Our LO was 17 months when she came to us.  She had been with FC since 3 weeks old.  We were advised by SW not to meet before 6 months at the earliest.  We got on very well with them, and texted and emailed regularly in the first few months.  We met up after 6 months at a local stately home (discounted entry for looked after children, great playground and plenty of space to run around, and good coffee shop).  It was very emotional for them but they got to see her very relaxed and happy, and she ran around with everyone, and we could chat (they have a grown up daughter too so 5 adults there). We have met them every 6 months since, once at a farm, once a country park and its gone well. She just knows them as friends of Mum and  Dad at the moment, and we have fun when we see them.  We email and text too every few weeks.  We feel its important to keep in touch as they have that information about her earlier life.  Its not to hard as they are easy to get on with and only a couple of hours away from us.


----------



## Macgyver (Oct 27, 2008)

Our ds was with his FC from 5 weeks old until 10 months.

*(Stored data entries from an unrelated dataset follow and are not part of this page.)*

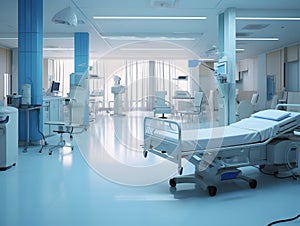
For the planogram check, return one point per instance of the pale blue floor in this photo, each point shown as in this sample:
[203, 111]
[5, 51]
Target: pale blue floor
[67, 188]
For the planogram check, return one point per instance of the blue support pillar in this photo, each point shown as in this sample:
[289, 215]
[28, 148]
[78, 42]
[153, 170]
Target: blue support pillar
[227, 53]
[30, 63]
[81, 52]
[81, 67]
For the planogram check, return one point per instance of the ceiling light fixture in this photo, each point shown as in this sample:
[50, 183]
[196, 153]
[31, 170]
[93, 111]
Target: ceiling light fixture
[151, 49]
[65, 16]
[149, 17]
[135, 38]
[257, 39]
[267, 18]
[58, 49]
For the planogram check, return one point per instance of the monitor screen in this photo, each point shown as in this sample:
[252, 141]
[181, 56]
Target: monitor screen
[222, 68]
[55, 87]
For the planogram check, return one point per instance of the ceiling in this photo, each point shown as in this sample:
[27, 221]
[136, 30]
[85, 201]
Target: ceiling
[158, 38]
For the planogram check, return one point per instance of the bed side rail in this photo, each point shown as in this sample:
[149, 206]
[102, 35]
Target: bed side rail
[163, 129]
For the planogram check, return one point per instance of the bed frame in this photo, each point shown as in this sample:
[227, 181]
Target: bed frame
[213, 165]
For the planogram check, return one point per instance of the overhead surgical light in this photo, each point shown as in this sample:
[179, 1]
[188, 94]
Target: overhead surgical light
[65, 16]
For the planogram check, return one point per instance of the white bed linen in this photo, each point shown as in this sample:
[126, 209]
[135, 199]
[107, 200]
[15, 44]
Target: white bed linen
[246, 131]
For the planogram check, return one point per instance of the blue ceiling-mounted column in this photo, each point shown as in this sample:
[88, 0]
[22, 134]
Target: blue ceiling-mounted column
[227, 54]
[81, 53]
[81, 68]
[30, 62]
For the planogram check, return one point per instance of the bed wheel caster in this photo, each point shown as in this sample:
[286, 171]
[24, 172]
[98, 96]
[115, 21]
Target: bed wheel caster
[145, 153]
[212, 190]
[252, 184]
[172, 182]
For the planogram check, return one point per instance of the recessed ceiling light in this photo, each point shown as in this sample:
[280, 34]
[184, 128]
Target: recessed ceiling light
[267, 18]
[257, 39]
[149, 17]
[151, 49]
[135, 38]
[58, 49]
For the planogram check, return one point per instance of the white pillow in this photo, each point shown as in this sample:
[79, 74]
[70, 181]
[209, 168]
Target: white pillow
[271, 114]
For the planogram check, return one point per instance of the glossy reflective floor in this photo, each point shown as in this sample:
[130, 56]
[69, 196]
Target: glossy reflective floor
[107, 181]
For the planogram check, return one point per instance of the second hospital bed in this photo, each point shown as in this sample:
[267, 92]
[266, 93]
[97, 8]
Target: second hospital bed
[265, 138]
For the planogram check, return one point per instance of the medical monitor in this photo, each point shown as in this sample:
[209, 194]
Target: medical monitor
[55, 87]
[221, 68]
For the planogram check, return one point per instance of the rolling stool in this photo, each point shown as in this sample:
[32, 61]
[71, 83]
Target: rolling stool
[62, 142]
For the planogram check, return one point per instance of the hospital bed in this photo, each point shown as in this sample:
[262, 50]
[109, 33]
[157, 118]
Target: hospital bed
[267, 139]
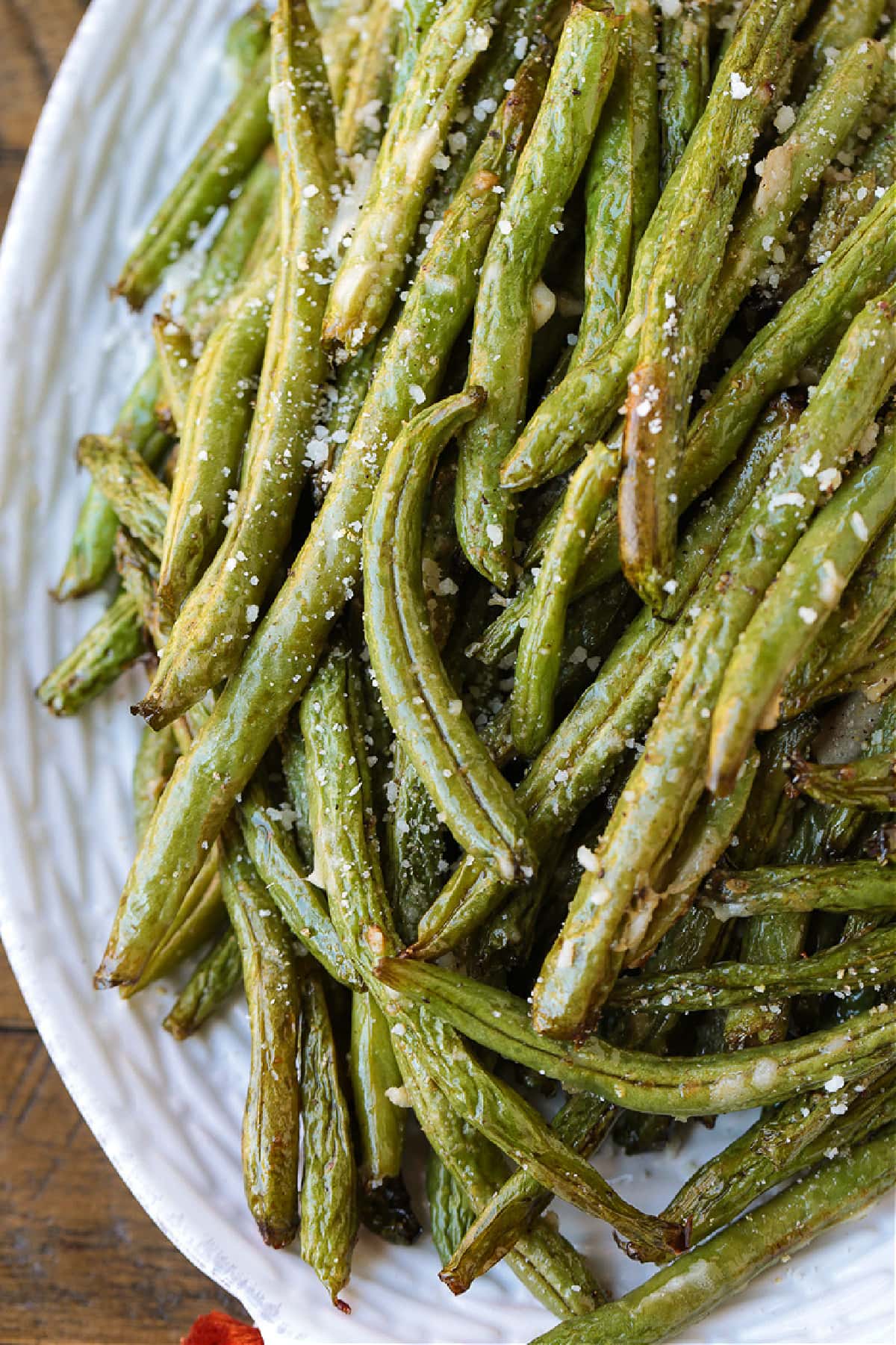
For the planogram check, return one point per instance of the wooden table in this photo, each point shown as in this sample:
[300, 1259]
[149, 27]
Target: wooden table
[80, 1262]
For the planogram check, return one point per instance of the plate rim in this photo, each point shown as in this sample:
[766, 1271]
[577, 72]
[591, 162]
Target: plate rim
[49, 136]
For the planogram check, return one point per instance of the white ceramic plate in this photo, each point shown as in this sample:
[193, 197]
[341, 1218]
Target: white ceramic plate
[135, 94]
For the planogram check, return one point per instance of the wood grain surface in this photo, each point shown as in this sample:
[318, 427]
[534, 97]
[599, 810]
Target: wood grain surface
[80, 1262]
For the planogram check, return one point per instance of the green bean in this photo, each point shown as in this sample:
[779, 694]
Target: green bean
[793, 169]
[339, 40]
[862, 885]
[210, 985]
[295, 768]
[202, 916]
[869, 783]
[791, 1138]
[245, 233]
[112, 644]
[176, 364]
[842, 205]
[523, 26]
[708, 1276]
[248, 38]
[376, 1081]
[541, 644]
[704, 841]
[879, 156]
[543, 1259]
[508, 296]
[686, 78]
[414, 23]
[807, 589]
[416, 849]
[837, 27]
[256, 701]
[575, 412]
[417, 696]
[704, 1086]
[762, 838]
[584, 960]
[352, 386]
[365, 925]
[449, 1211]
[576, 763]
[622, 182]
[812, 319]
[848, 966]
[223, 162]
[216, 623]
[299, 901]
[329, 1178]
[367, 87]
[271, 1118]
[216, 423]
[501, 1115]
[137, 497]
[735, 488]
[139, 574]
[588, 397]
[90, 554]
[342, 817]
[152, 768]
[844, 643]
[766, 824]
[482, 1242]
[370, 270]
[677, 334]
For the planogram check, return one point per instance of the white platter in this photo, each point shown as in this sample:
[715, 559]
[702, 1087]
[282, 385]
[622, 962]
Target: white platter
[139, 87]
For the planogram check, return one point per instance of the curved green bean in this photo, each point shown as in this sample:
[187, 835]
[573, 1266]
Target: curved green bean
[541, 644]
[791, 1138]
[214, 429]
[135, 493]
[299, 901]
[681, 323]
[271, 1118]
[585, 958]
[217, 621]
[857, 885]
[329, 1202]
[209, 987]
[370, 270]
[253, 706]
[223, 162]
[807, 589]
[708, 1276]
[508, 302]
[859, 963]
[576, 763]
[869, 783]
[701, 1086]
[376, 1081]
[847, 641]
[421, 703]
[115, 642]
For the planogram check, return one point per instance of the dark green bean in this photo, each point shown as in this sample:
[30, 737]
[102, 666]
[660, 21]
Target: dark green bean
[376, 1081]
[221, 163]
[708, 1276]
[329, 1178]
[209, 987]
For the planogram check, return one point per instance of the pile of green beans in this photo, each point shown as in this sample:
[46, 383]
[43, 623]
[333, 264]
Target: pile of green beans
[513, 559]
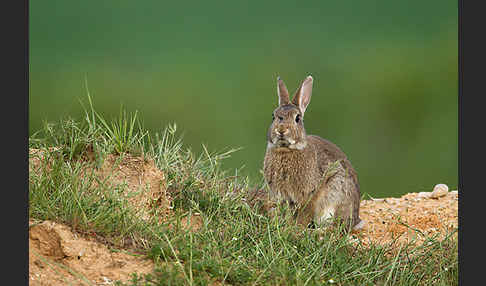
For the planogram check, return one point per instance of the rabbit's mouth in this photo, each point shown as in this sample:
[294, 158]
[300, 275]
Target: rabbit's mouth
[282, 142]
[289, 143]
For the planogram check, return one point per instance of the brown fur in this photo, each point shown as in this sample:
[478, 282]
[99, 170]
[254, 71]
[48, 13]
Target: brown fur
[312, 174]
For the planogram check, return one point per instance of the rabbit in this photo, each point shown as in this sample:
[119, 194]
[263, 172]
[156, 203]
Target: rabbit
[310, 173]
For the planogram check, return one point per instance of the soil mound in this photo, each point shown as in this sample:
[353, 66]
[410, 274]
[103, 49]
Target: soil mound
[58, 256]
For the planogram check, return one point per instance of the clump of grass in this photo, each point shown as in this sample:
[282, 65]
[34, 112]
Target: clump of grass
[236, 244]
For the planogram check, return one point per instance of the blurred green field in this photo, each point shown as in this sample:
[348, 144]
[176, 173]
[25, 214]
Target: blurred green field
[385, 89]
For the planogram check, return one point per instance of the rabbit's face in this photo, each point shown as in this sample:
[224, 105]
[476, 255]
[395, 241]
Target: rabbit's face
[287, 128]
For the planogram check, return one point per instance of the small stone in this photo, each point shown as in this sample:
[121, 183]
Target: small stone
[424, 195]
[440, 190]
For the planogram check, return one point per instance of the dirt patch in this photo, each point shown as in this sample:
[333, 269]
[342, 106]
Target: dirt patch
[145, 183]
[412, 217]
[58, 256]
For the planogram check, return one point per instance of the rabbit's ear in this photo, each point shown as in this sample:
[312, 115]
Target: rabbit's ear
[303, 94]
[283, 93]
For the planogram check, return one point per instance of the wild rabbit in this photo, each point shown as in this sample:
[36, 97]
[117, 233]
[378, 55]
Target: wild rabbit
[312, 174]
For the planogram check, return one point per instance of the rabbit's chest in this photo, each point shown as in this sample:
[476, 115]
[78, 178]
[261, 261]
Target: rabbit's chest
[291, 176]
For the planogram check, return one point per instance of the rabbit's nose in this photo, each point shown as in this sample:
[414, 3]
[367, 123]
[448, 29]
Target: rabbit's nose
[281, 131]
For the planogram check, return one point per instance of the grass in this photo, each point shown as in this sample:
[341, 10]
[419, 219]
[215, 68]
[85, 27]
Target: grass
[236, 244]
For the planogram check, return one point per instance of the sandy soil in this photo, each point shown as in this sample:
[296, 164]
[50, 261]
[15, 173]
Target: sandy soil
[60, 256]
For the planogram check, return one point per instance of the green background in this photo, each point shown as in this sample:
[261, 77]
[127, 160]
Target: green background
[385, 76]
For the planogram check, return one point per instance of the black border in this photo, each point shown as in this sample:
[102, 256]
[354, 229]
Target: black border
[15, 136]
[471, 76]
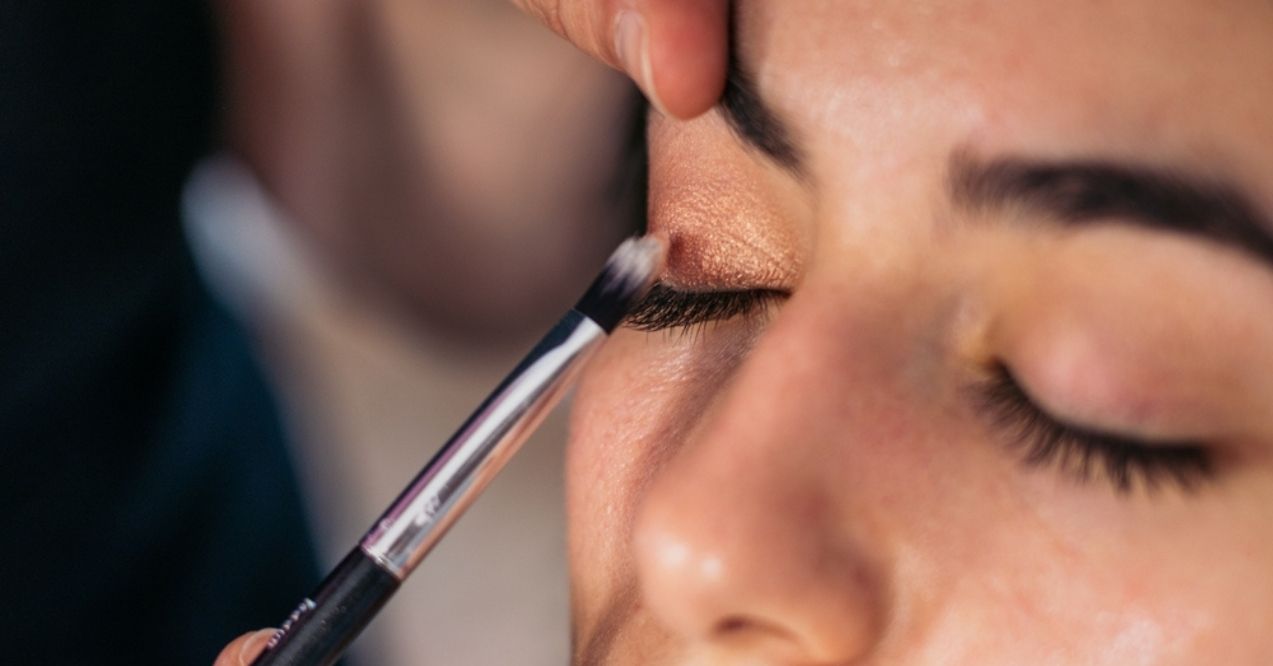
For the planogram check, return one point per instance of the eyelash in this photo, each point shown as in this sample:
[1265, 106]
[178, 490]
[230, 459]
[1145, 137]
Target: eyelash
[1123, 461]
[666, 308]
[1044, 439]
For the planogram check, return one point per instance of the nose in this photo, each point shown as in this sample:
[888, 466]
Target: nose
[742, 543]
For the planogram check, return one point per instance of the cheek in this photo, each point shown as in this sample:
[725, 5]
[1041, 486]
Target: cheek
[635, 403]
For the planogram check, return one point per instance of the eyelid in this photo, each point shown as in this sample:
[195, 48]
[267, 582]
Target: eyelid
[1048, 441]
[666, 307]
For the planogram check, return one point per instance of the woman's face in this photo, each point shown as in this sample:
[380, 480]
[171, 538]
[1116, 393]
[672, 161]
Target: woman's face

We first meet them at a settling in date 8 weeks after placement.


We got on very well with them and continue to meet up every 4 months or so.  


Ds knows them as auntie and uncle and loves seeing them. They also have a daughter who is 18 and it's good for her as she was distraught when ds left the family home.


It's nice keeping in touch as they can see how he has changed and if I have questions about his early life they are the best people to ask.




We see them as Good friends and hope to keep this friendship going for years to come.


----------